Collaboration between Stanford, the Gladstone Institute, and UCSF chosen as one of five centers for Pediatric Cardiac Genomics Consortium Funding
A collaboration between Stanford, the Gladstone Institute, and UCSF was chosen as one of five centers for Pediatric Cardiac Genomics Consortium (PCGC) Funding. The PIs will be Dr. Deepak Srivastava at the Gladstone Institute and Dr. Daniel Bernstein, Professor of Pediatrics at Stanford. Dr. Michael Snyder, Professor of Genetics at Stanford, will serve as co-investigator. The project title is "Genetics of Hypoplastic Left Heart Syndrome."
Congenital heart disease (CHD) is the most common birth defect and a leading cause of morbidity and mortality in children. While the genetic cause of some types of CHD has been identified, the basis for most forms of sporadic heart disease remains unknown. Among the various forms of CHD, hypoplastic left heart syndrome (HLHS) appears to have a particularly high degree of heritability and is often associated with sub-clinical aortic valve disease in first-degree relatives. One of the major co-morbidities associated with CHD, and particularly HLHS, involves poor neurodevelopmental outcomes. While the etiology remains unclear, there is evidence to support a "patient-intrinsic" component to the neurologic outcome, which often is subtle and presents at school age. There is also an increased incidence of neuro-anatomic abnormalities in patients with HLHS, particularly agenesis or hypoplasia of the corpus callosum, but the genetic basis for this is unclear and it is unknown if poor neurologic outcomes are related to anatomic anomalies.

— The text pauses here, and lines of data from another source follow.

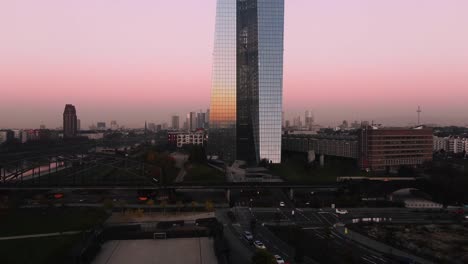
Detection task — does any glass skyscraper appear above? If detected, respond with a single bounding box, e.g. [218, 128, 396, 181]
[208, 0, 284, 164]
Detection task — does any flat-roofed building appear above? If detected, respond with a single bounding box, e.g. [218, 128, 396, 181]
[358, 126, 434, 171]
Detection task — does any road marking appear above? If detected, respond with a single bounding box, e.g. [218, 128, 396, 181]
[361, 256, 377, 264]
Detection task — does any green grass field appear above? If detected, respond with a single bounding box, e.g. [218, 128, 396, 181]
[0, 207, 107, 236]
[0, 234, 81, 264]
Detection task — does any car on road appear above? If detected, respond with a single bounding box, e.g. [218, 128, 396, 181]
[275, 255, 286, 264]
[336, 208, 348, 214]
[254, 240, 266, 249]
[244, 231, 253, 241]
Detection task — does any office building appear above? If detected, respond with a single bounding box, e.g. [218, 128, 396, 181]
[197, 112, 206, 128]
[0, 130, 14, 144]
[63, 104, 78, 138]
[171, 115, 180, 130]
[358, 126, 434, 171]
[208, 0, 284, 164]
[304, 110, 314, 130]
[187, 112, 198, 131]
[96, 122, 106, 130]
[111, 120, 119, 130]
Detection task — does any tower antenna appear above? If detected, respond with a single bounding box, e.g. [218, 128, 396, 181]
[416, 106, 422, 126]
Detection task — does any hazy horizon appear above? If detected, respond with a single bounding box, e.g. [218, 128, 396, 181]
[0, 0, 468, 129]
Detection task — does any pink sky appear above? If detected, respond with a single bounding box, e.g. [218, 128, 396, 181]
[0, 0, 468, 128]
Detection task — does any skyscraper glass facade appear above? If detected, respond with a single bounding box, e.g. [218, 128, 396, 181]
[208, 0, 284, 163]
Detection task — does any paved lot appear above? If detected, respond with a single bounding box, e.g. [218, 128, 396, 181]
[92, 237, 218, 264]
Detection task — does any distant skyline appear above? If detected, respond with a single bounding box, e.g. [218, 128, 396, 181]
[0, 0, 468, 128]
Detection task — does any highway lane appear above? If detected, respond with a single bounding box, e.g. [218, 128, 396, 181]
[234, 207, 424, 264]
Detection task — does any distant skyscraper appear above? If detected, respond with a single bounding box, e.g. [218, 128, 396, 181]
[293, 116, 302, 128]
[96, 122, 106, 130]
[188, 112, 198, 131]
[147, 123, 156, 132]
[63, 104, 78, 138]
[208, 0, 284, 164]
[304, 110, 314, 129]
[171, 115, 180, 130]
[197, 112, 206, 128]
[205, 109, 210, 128]
[111, 120, 119, 130]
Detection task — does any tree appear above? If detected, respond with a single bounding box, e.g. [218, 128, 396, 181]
[192, 201, 198, 211]
[161, 200, 167, 214]
[103, 198, 114, 211]
[146, 199, 154, 213]
[176, 201, 184, 213]
[252, 249, 276, 264]
[205, 201, 214, 212]
[250, 218, 257, 235]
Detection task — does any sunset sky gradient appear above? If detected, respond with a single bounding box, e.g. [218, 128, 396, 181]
[0, 0, 468, 128]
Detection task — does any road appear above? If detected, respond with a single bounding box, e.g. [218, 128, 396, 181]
[217, 205, 446, 264]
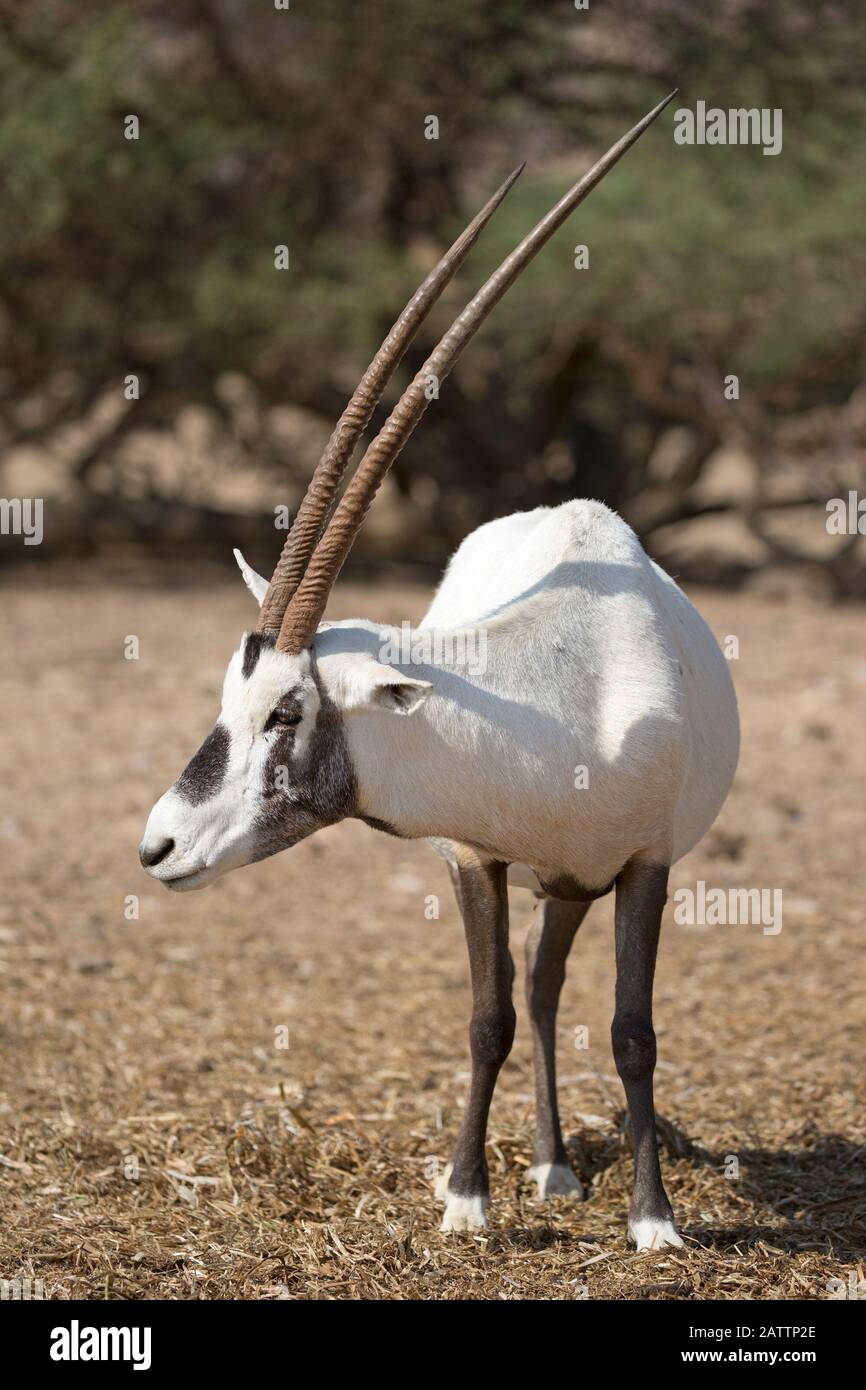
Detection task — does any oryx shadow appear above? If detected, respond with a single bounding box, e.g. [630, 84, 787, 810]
[567, 1116, 866, 1262]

The project aims to test the hypothesis that HLHS arises from genetic variants with relatively strong effects and that in at least a subset of cases, the same genetic variants disrupt both aortic valve and neuronal development. By evaluating the combination of HLHS and neuro-anatomic anomalies as a unique "syndrome", we may identify a common genetic etiology within this more homogeneous subset even when index cases are unrelated.
In the associated Neurodevelopmental Project, we will test the hypothesis that adverse neurodevelopmental outcomes in HLHS have a genetic component and may independently be associated with neuro-anatomic defects. To achieve these goals, the researchers plan to :
1) Enroll subjects with HLHS and collect DNA, phenotypic data, determine sub-clinical neurologic anatomies by MRI, and assess their neurodevelopmental outcomes;
2) Determine genetic variants through next-generation sequencing that are associated with HLHS with or without co-existence of anatomic neurodevelopmental anomalies and/or abnormal neurodevelopmental outcomes;
3) Experimentally determine if genetic variants that segregate with HLHS or with poor neurodevelopmental outcomes are function-altering and contribute to pathologies associated with disease by using human induced pluripotent stem (iPS) cells and state-of-the-art genome editing techniques.
These aims will be pursued through two integrated projects that study the same cohort of patients and leverage data from each to discover genetic causes of HLHS and the associated poor neurodevelopmental outcomes.
We have assembled a team of cardiologists, neurodevelopmental experts, geneticists, and computational biologists at UCSF, Gladstone, and Stanford to accomplish these goals, which could only be accomplished in the context of a national consortium.